L’Udc Abruzzo lancia l’appello per l’occupazione nelle aree interne del chietino

I consiglieri e i dirigenti dell’Udc, i segretari regionale e provinciale Enrico Di Giuseppantonio e Andrea Buracchio, nel corso di una riunione hanno espresso preoccupazione per la crisi che investe il settore produttivo e l’occupazione nel territorio pedemontano della Maielletta. 

“Infatti nel comprensorio di Guardiagrele si sta verificando una preoccupante emorragia di imprese, con una conseguente perdita di posti di lavoro, e questo è il dato più allarmante”. E’ quanto affermano Di Giuseppantonio e Orlando Console, membro del comitato regionale e consigliere comunale di Guardiagrele, in seguito alle crisi aziendali riguardanti la Lazzaroni di Pretoro e la Ball Beverage Packaging di San Martino sulla Marrucina.

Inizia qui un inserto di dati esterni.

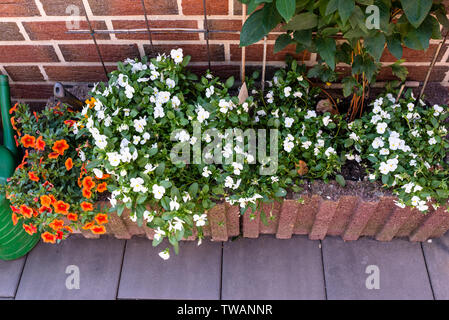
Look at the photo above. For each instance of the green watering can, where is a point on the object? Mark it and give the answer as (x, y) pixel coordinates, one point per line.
(14, 241)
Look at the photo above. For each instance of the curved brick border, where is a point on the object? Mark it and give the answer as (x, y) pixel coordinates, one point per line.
(349, 217)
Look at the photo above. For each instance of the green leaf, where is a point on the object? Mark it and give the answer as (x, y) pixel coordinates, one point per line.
(286, 8)
(375, 45)
(302, 21)
(341, 181)
(253, 30)
(416, 10)
(281, 42)
(345, 9)
(327, 50)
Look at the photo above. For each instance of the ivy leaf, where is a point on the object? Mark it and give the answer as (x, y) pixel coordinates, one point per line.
(327, 50)
(375, 45)
(286, 8)
(416, 11)
(302, 21)
(345, 9)
(281, 42)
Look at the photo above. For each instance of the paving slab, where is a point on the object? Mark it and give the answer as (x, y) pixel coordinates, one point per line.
(436, 254)
(192, 274)
(367, 269)
(269, 268)
(51, 270)
(10, 272)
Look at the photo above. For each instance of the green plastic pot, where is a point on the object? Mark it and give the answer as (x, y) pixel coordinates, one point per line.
(14, 241)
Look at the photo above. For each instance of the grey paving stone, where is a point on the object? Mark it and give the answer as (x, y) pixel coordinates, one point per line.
(269, 268)
(349, 266)
(99, 262)
(193, 274)
(10, 272)
(436, 254)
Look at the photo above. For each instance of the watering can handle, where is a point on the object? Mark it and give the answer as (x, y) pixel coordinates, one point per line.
(5, 106)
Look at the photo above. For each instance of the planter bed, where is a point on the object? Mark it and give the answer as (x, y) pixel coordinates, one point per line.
(356, 210)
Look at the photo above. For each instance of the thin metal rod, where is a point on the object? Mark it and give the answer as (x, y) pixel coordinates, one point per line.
(206, 34)
(434, 60)
(243, 66)
(92, 33)
(264, 62)
(148, 26)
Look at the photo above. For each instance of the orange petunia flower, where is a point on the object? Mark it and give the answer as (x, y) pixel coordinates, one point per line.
(56, 224)
(13, 109)
(87, 193)
(62, 207)
(98, 230)
(45, 201)
(28, 141)
(30, 229)
(86, 206)
(40, 144)
(45, 209)
(60, 146)
(26, 211)
(102, 187)
(72, 217)
(88, 226)
(48, 237)
(88, 183)
(53, 155)
(33, 176)
(15, 218)
(101, 218)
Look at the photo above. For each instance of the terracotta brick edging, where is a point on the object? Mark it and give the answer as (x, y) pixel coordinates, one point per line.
(348, 216)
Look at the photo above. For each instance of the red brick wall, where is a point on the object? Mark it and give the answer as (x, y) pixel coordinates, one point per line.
(36, 50)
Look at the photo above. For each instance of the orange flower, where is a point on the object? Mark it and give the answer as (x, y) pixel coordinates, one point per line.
(87, 193)
(72, 217)
(26, 211)
(86, 206)
(13, 109)
(60, 146)
(40, 144)
(69, 164)
(102, 187)
(30, 229)
(101, 218)
(15, 219)
(88, 226)
(45, 201)
(48, 237)
(28, 141)
(98, 230)
(56, 224)
(88, 183)
(45, 209)
(61, 207)
(53, 155)
(33, 176)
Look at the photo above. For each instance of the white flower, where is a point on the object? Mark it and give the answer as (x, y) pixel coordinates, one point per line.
(288, 122)
(174, 205)
(158, 191)
(137, 184)
(158, 233)
(114, 158)
(381, 127)
(177, 55)
(200, 219)
(210, 91)
(206, 172)
(170, 83)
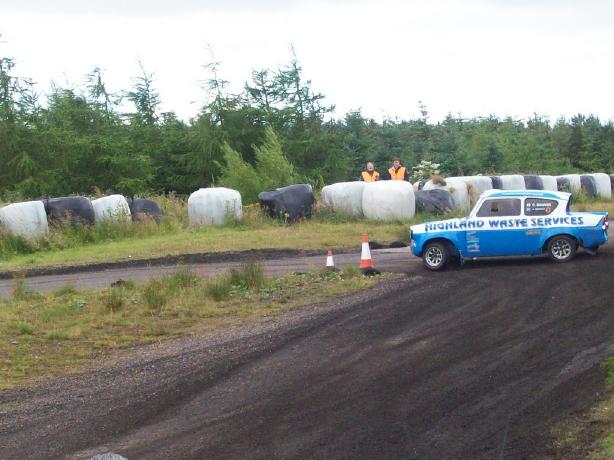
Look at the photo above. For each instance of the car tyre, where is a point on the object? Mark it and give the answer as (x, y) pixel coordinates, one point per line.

“Certamente le aziende fanno le loro valutazioni economiche e di business ma la politica deve rendere conveniente ed agevole per le imprese investire anche nelle aree più interne: questo lo si può fare soprattutto con agevolazioni fiscali e migliorando le infrastrutture”.

Console continua: “Dopo il mancato accesso di molti comuni del nostro territorio alle agevolazioni collegate alle “aree di crisi non complessa”, e considerando che si rimane in attesa della partenza della ZES (zona economica speciale) con la preoccupante probabilità che il nostro comprensorio non ne venga incluso, nonostante le sollecitazioni del nostro gruppo consiliare, considerando anche la penalizzazione dell’Ospedale di Guardiagrele (non convertito in Ospedale di area disagiata come richiesto, cosa invece prevista per l’Ospedale di Atessa), è sempre più necessaria una difesa del nostro comprensorio pedemontano della Maielletta, che ormai appare sempre più bistrattato e penalizzato da scelte calate dall’alto”.

Di Giuseppantonio chiosa: “E’ necessaria una voce nuova e forte da questo territorio pieno di potenzialità, soprattutto umane, che attende risposte in particolare sui temi del lavoro e della sanità, che noi riteniamo fondamentali”.